Iran’s Illicit Finance Hub

(Eurasianet)—Tajikistan-based Iranian entrepreneur Babak Zanjani, chair of the Dubai-based Sorinet Group, a conglomerate of some two dozen different companies, is “moving billions of dollars on behalf of the Iranian regime, including tens of millions of dollars to the Iranian Revolutionary Guard Corps company,” according to the U.S. Treasury Department, which in April targeted Zanjani and a number of his front companies as part of a crackdown on illicit commercial activity related to Iran’s Revolutionary Guard Corps (IRGC). Zanjani likewise has been sanctioned by the European Union for expediting Iranian oil deals and “washing” the resulting revenue for Iran in Dushanbe. Tajikistan was recently ranked the the fourth most vulnerable in the world for money laundering and terrorist financing by the Basil Institute on Governance. Soon after the rankings were published this past June, Tajik President Emomali Rakhmon passed weak legislation establishing criminal penalties for money laundering. But Western officials believe that is just “window dressing,” and that Tajikistan will continue to play a prominent role as an illicit finance hub for Iran.

Hamas Slams Egypt’s Destruction of Homes Along Gaza Border For Buffer Zone

(JNS.org) The Egyptian military has reportedly destroyed nearly 20 homes along Egypt’s border with the Gaza Strip as part of a widespread effort to crackdown on terrorists operating in the Sinai Peninsula. Residents say Egyptian military authorities tore down homes suspected of hiding tunnel entrances, Reuters reported. Hamas, the Palestinian terrorist group which controls Gaza and that relies on the smuggling of weapons and goods into the territory, slammed Egypt’s decision.“We reject any concept of building a buffer zone. Buffer zones should not be built between brothers and between friendly countries,” said Ehab al-Ghsain, spokesman for the Hamas government in Gaza, according to Reuters. Hamas officials also said that the military crackdown on smuggling tunnels has led to dire fuel shortages in the Gaza Strip, the Associated Press reported.

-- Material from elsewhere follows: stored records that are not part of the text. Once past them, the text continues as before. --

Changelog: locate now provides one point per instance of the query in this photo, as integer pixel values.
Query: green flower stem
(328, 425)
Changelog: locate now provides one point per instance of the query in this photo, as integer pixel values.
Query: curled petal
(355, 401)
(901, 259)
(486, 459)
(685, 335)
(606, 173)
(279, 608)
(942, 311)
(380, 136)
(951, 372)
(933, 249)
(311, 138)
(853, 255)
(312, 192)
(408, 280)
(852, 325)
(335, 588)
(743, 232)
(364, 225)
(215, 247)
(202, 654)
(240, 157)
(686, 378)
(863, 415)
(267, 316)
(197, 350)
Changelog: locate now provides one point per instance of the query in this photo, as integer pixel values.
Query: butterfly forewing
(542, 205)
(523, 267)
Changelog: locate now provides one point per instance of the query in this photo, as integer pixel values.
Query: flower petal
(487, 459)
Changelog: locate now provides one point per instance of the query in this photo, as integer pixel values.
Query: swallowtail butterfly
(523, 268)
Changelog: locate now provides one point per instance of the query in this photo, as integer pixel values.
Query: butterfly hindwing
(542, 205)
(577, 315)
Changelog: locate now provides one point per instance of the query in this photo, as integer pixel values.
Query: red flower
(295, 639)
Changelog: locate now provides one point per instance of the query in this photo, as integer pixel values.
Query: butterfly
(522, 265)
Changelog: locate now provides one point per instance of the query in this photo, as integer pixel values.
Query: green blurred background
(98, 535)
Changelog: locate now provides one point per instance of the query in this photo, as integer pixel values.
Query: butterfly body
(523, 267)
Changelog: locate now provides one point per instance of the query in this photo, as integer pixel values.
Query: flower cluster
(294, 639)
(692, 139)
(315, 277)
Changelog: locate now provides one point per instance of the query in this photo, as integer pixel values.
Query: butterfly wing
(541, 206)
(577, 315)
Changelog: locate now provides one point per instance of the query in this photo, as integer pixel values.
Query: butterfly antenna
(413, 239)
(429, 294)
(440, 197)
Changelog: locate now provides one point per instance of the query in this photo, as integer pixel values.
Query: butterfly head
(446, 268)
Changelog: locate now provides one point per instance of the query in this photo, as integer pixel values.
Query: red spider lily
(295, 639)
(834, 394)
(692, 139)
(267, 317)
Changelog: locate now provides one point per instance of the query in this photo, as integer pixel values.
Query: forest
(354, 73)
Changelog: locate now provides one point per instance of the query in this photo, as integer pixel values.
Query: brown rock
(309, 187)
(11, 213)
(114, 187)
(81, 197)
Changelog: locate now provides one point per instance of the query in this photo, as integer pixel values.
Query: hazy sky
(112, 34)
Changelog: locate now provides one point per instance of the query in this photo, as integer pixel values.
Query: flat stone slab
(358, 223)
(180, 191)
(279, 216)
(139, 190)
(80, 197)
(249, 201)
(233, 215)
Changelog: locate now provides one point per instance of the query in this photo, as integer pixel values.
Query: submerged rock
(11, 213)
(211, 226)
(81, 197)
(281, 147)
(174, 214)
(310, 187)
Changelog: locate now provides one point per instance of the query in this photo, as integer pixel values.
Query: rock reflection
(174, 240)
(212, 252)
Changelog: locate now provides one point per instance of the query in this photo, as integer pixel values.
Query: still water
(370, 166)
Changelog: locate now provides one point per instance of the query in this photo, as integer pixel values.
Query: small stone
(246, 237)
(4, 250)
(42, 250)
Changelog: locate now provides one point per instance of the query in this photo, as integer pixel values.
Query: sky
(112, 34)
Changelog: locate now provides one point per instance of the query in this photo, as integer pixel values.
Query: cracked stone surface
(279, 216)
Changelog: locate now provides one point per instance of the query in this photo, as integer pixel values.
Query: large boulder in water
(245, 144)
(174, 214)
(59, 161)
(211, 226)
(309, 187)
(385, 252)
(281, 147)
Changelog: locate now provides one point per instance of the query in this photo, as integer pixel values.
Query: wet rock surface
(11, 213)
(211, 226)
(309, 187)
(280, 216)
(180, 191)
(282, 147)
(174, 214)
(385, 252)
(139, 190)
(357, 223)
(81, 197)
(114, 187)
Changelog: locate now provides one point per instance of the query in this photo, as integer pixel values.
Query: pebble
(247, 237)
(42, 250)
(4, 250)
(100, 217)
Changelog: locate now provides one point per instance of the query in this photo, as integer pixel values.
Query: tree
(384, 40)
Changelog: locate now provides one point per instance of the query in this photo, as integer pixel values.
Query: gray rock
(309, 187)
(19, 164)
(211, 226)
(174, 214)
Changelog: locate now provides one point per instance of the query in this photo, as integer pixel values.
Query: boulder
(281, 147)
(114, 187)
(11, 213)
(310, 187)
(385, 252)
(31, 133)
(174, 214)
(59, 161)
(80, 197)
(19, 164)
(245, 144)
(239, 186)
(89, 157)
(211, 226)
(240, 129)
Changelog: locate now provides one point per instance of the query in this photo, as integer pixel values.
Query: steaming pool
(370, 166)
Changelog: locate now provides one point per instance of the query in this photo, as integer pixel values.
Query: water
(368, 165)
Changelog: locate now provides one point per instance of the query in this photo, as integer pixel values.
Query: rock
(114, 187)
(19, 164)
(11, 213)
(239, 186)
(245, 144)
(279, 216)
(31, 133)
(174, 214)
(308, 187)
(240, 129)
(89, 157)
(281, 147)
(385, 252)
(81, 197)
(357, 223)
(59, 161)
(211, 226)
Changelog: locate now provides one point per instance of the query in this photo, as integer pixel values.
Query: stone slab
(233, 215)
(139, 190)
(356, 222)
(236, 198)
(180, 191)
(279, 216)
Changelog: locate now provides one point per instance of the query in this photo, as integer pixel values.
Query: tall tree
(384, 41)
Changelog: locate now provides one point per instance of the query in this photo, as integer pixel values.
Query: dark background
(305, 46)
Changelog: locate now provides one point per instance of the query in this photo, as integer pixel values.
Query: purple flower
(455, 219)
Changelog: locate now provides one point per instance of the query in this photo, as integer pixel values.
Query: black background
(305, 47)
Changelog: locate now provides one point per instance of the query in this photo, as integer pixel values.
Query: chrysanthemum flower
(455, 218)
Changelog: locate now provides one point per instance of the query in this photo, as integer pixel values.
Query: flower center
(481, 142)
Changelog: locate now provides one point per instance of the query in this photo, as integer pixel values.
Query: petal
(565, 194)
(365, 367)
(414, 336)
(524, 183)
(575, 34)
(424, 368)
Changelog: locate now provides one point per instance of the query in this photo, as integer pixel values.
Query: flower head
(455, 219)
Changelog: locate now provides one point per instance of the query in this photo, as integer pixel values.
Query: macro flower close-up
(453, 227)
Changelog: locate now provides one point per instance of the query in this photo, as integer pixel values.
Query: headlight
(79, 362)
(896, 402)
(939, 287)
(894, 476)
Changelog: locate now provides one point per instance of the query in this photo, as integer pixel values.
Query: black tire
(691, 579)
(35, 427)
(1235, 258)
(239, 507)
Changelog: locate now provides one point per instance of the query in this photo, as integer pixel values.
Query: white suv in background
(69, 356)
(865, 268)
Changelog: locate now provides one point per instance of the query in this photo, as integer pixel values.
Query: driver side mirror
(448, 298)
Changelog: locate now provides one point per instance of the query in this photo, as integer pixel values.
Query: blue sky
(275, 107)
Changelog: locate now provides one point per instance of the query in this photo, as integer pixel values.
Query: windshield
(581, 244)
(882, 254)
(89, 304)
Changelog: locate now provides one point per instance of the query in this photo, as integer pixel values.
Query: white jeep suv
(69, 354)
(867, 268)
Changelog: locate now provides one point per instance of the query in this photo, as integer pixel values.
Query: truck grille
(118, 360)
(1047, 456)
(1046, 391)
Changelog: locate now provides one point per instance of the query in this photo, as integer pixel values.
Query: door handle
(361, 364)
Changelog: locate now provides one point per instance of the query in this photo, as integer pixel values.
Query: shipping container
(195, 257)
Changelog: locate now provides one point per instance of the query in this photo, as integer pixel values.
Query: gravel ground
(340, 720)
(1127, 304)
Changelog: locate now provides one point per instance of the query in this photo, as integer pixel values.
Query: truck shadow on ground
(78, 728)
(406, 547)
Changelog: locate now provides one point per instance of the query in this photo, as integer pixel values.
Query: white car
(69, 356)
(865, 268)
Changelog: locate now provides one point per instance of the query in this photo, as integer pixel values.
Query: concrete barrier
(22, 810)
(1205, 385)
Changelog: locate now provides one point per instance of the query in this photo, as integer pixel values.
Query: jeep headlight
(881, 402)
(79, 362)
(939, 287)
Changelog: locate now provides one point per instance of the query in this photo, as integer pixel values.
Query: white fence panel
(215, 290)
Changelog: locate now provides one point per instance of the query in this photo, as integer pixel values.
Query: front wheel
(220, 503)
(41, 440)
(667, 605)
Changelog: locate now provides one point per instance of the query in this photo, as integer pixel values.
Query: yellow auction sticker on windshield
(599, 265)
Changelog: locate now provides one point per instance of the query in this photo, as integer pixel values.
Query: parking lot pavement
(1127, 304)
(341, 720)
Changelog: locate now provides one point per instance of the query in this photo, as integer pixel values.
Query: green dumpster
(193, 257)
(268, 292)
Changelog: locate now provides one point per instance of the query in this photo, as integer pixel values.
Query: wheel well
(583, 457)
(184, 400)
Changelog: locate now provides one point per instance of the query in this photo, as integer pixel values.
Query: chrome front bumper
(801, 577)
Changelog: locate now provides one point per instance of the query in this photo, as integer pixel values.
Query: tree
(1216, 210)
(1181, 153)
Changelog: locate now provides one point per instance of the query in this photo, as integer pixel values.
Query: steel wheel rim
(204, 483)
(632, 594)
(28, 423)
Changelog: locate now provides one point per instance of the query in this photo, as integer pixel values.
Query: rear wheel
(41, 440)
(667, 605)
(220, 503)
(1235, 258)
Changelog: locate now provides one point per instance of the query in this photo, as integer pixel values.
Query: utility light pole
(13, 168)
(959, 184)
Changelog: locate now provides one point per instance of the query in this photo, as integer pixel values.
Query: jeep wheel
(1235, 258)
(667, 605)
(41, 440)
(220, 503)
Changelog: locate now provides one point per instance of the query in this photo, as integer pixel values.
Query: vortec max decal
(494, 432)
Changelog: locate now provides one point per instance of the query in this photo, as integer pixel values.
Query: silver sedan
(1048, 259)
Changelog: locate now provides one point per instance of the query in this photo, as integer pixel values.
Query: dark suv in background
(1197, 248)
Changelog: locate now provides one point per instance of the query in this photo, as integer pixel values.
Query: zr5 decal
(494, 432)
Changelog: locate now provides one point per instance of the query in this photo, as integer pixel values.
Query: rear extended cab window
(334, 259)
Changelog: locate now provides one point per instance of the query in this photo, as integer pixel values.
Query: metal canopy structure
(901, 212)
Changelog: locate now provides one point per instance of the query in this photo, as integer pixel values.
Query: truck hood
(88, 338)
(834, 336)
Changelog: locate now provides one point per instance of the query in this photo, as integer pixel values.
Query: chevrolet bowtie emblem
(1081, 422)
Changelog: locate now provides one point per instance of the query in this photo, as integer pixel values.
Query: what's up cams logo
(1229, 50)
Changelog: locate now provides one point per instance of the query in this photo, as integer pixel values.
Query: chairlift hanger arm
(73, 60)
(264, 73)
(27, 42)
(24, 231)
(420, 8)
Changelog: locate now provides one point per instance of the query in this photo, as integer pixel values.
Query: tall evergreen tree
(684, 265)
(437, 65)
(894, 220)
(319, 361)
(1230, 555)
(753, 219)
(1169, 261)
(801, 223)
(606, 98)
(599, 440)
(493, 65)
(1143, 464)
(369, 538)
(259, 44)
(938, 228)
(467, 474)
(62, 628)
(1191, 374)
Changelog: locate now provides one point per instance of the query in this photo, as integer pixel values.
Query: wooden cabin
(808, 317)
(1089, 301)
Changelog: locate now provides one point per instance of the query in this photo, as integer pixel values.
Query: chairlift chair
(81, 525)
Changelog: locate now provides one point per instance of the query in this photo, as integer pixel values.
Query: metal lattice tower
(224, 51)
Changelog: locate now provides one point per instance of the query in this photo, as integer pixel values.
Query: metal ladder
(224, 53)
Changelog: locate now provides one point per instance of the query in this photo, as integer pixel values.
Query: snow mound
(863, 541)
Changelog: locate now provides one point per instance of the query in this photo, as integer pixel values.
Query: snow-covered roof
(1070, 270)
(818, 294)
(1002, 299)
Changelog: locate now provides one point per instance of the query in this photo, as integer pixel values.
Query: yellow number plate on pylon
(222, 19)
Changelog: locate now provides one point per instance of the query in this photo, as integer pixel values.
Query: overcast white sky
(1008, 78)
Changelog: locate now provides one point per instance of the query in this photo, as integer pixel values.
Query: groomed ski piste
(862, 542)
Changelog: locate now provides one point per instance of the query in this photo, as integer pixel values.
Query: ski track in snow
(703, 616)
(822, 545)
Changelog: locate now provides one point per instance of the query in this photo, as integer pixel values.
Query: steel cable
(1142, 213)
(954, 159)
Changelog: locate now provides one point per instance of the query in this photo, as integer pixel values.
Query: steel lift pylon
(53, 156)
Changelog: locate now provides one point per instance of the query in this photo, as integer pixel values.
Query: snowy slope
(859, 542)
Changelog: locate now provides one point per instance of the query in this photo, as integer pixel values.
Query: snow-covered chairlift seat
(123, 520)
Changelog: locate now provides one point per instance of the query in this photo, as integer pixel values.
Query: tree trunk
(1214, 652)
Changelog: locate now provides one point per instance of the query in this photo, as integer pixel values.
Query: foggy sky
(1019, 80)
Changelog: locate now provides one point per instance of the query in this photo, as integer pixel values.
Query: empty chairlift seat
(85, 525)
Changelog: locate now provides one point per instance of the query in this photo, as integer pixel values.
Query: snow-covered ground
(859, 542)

Holocaust Video Game to Be Released Next Year

(JNS.org)—A developer who in 2008 created a video game based on the Holocaust that was rejected by Nintendo said he will raise funds online and release the game for smartphone users next year. Luc Bernard, 26, designed a game called “Imagination is the Only Escape” about a Jewish boy named Samuel, who in France in 1942 hides in the forest and creates a fantasy world to escape the deportation to death camps transpiring around him. Most of the game takes place inside Samuel’s fantasy world, and “every time reality comes back, it sort of just slaps you in the face,” Bernard said. According to the World Jewish Congress, Nintendo originally rejected the game, deeming it unfit for children, but the goal of the game was to inspire children to learn about the Holocaust, Bernard said.

Hungary Takes on Holocaust Remembrance

Budapest—The Hungrian news service, MTI reports that the Prime Minister’s office has announced a Holocaust memorial will be built at the unused Jozsefvaros train station in Budapest by next spring. The government plans to set up memorial places at as many locations as possible throughout Hungary next year. Another important objective of the memorial year will be to pay special tribute to child victims of the Holocaust. Museum director Maria Schmidt has been asked to set up a research team consisting of Hungarian and international historians to prepare the plans for a Holocaust education center to be set up in the train station. It should cost approximately $22 million. Additionally, a fund has been set up to finance local projects that help remembrance in “every single educational institute.” The exhibition will be geared to young adults and special emphasis will be placed on presenting those who saved Jews during the Holocaust.